The AIO facility present in the 2.6 kernel series allows processes to do true AIO. UML uses this by having a separate thread handle all I/O requests, but now, this thread can have many operations pending at once. It issues operations to the host and waits for them to finish. As they finish, the thread interrupts the main UML kernel so that it can finish the operations and wake up anything that was waiting for them.

This allows better I/O performance because more parallel I/O is possible, which allows data to be available earlier than if only one I/O request can be pending.

O_DIRECT allows a process to ask that an I/O request be done directly to and from its own address space without being cached in the kernel, as shown in Figure 9.1. At first glance, the lack of caching would seem to hurt performance. If a page of data is read twice with O_DIRECT enabled, it will be read from disk twice, rather than the second request being satisfied from the kernel's page cache. Similarly, write requests will go straight to disk, and the request won't be considered finished until the data is on the disk.

Figure 9.1. O_DIRECT I/O compared to buffered I/O. When a process does a buffered read, the data is first read from disk and stored in the kernel's page cache. Then it is copied into the address space of the process that initiated the read. Buffering it in the page cache provides faster access to the data if it is needed again. However, the data is copied and stored twice. When a process performs an O_DIRECT read, the data is read directly from the disk into the process address space. This eliminates the extra copy operation and the extra memory consumption caused by a buffered read. However, if another process needs the data, it must be read from disk rather than simply copied from the kernel's page cache. The figure also shows a read done by the kernel for its own purposes, to compare it to the O_DIRECT read. In both cases, the data is read directly from disk and stored only once. When the process doing the O_DIRECT read is UML reading data into its own page cache, the two cases are identical.
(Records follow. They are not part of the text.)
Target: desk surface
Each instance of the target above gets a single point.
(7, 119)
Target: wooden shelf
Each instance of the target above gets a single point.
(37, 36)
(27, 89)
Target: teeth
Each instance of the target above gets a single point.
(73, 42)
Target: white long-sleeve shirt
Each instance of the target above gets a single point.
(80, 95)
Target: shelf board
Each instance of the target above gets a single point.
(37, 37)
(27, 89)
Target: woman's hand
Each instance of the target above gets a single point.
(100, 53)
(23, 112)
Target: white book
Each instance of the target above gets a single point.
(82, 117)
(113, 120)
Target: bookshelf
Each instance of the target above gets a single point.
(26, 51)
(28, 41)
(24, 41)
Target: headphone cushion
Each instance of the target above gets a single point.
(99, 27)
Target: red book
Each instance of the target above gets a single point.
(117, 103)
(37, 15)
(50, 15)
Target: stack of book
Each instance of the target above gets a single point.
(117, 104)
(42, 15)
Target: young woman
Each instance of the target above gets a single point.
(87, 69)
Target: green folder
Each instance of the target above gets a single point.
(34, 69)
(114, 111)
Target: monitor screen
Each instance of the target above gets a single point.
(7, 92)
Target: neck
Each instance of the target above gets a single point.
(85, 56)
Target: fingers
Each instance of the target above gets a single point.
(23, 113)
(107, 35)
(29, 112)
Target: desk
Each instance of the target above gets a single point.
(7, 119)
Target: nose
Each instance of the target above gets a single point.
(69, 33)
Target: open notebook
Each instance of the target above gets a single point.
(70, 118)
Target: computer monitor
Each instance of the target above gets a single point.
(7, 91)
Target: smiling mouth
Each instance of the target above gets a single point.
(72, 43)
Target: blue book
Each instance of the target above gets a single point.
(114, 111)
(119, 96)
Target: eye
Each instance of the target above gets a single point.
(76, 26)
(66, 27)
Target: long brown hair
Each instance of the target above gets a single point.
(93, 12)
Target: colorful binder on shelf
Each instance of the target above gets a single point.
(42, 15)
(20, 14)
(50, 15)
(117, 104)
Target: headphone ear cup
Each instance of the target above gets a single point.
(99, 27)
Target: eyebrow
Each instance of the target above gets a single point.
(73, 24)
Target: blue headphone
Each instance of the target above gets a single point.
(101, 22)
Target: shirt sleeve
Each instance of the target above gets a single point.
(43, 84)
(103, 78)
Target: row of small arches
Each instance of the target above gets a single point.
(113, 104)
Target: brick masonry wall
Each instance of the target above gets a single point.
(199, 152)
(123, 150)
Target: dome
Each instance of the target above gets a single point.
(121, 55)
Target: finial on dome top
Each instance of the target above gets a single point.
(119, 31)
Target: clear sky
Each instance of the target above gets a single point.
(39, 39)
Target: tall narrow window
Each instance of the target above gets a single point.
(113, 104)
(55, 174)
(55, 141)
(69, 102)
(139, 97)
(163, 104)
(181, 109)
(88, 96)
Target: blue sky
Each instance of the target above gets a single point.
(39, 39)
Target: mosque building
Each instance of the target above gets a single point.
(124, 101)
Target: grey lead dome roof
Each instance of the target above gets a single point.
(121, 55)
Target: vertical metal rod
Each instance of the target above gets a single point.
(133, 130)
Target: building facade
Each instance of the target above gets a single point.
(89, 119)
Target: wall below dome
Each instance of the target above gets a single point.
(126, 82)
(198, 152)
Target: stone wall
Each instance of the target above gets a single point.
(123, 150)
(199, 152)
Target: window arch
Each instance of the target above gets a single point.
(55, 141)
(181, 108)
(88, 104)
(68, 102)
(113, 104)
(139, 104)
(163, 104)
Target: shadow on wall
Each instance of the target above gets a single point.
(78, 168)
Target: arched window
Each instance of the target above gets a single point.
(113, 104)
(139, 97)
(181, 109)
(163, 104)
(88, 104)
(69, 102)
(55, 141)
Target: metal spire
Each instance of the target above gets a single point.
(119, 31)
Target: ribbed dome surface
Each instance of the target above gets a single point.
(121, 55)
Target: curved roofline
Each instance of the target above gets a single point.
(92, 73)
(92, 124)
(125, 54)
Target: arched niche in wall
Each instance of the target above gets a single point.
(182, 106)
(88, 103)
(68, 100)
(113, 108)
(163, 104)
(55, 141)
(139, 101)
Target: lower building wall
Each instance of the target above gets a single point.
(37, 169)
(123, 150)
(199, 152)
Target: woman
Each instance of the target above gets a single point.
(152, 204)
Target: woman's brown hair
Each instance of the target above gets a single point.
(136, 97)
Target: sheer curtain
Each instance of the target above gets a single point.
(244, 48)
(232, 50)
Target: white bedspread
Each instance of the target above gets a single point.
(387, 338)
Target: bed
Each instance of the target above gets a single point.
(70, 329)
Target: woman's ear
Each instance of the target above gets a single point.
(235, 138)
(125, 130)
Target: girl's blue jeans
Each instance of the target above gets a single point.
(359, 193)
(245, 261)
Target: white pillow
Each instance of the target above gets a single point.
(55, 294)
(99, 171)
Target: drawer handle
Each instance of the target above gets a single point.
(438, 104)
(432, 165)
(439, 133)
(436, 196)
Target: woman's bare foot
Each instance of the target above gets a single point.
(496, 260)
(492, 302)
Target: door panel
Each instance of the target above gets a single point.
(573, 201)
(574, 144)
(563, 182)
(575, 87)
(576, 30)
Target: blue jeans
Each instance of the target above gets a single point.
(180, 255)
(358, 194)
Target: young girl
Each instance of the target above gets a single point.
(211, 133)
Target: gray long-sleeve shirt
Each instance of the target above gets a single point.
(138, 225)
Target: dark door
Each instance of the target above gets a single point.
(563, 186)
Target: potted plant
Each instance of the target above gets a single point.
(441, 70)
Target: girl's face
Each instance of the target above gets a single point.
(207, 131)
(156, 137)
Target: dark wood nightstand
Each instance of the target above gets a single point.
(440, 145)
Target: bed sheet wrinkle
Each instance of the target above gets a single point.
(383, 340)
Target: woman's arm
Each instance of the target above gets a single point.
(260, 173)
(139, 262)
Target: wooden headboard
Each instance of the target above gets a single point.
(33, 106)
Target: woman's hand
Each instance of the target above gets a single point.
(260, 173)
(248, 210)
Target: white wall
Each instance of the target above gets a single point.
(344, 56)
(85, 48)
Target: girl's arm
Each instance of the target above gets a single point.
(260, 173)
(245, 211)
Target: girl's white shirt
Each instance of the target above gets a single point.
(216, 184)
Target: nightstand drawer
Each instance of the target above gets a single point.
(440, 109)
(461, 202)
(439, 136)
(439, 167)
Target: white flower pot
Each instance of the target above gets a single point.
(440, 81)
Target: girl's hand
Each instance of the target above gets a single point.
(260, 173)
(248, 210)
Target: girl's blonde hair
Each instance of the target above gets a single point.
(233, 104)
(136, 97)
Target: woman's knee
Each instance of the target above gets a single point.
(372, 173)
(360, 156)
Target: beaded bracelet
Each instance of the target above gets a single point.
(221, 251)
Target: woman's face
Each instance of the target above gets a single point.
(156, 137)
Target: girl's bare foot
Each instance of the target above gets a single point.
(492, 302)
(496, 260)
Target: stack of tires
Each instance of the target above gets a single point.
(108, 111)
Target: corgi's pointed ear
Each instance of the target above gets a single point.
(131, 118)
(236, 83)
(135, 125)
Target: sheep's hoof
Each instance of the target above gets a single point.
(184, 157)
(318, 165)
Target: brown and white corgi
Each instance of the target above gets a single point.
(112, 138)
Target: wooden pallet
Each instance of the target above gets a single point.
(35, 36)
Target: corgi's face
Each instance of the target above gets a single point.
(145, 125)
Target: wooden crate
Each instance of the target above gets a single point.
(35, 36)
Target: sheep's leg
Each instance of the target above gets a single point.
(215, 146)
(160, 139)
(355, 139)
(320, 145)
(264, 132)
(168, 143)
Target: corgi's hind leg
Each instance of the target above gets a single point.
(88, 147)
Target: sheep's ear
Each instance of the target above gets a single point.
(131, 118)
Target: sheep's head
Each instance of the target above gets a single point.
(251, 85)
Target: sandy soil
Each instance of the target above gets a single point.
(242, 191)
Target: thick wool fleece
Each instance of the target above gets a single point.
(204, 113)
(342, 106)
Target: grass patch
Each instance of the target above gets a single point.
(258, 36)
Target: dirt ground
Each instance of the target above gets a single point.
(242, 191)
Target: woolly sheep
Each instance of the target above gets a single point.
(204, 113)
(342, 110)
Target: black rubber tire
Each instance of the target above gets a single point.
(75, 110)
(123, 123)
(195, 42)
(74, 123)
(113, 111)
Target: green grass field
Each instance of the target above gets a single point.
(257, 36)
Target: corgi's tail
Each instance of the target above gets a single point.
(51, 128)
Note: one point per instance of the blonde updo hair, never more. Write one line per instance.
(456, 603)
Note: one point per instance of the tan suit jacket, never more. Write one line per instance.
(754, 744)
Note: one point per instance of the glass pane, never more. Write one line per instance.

However, O_DIRECT is intended for specialized applications that implement their own caching and use AIO. For an application like this, using O_DIRECT can improve performance and lower its total memory requirements, including memory allocated on its behalf inside the kernel. UML is such an application, and use of O_DIRECT actually makes it behave more like a native kernel.

A native kernel must wait for the disk when it writes data, and there is no caching level below it (except perhaps for the on-disk cache), so if it reads data, it must again wait for the disk. This is exactly the behavior imposed on a process when it uses O_DIRECT I/O.

The elimination of the caching of data at the host kernel level means that the only copy of the data is inside the UML instance that read it. So, this eliminates one copy of the data, reducing the memory consumption of the host. Eliminating this copy also improves I/O latency, making the data available earlier than if it was read into the host's page cache and then copied (or mapped) into the UML instance's address space.

For these reasons, for x86 hosts, a 2.6 host kernel is preferable to 2.4. As I pointed out earlier, running UML on x86_64 or S/390 hosts requires a 2.6 host because of host bugs that were fixed fairly recently.